“Time flows in the same way for all human beings; every human being flows through time in a different way.”
Yasunari Kawabata
A luz degrada-me os pensamentos e o corpo.
Não o forço comigo mesmo porque não pretendo ser uma imagem forçada de rebeldia, ou exclusão demarcada da diferença, mas sim pela letargia que a definição e clareza do dia me embala.
Certamente que não é de todo minha ideia cultivar uma imagem agressiva e devoradora de corações no escuro, porque a minha alma, embora inacessível, veste a pureza da simulação humana inspirada na timidez e todas as vestes nobres da aura meiga.
Por mais que as ventanias sejam fortes, e o meu corpo bem o tem sentido ultimamente, as minhas certezas que restam projetam-se apenas num mar de deuses mortos, reinados pelas descrenças tranquilas dos seus julgamentos e pela deriva dos cantos que correm, em direções opostas, no centro de mim mesmo.

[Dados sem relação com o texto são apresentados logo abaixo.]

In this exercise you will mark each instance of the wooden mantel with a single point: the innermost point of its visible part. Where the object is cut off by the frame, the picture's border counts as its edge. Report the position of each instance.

Tenho passado demasiadas horas a visitar cemitérios. Não cultivo o dom do ritual nem do vandalismo. Apenas alimento o meu ego com as flores da descrença, as velas diurnas, e as centenas de rostos que nada me dizem mas tudo lhes entendo.

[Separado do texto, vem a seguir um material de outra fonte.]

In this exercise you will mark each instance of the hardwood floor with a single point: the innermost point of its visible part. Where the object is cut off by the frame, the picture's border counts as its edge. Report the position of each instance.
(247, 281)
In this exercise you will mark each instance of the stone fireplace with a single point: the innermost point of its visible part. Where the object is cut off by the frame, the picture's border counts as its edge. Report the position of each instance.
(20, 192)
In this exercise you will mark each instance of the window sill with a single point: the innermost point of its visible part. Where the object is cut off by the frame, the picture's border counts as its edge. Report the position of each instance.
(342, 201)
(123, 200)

Alinho-me ao nível dos mortos a cada degrau que desço. Ninguém está no céu...
Contento-me com as datas, com as minhas contas e as idades de quem partiu. Não posso chorar pelos meus, mas tento ter pena da humanidade que nunca tive oportunidade de conhecer.
O meu epitáfio vai-se escrevendo no céu todas as noites enquanto todos dormem.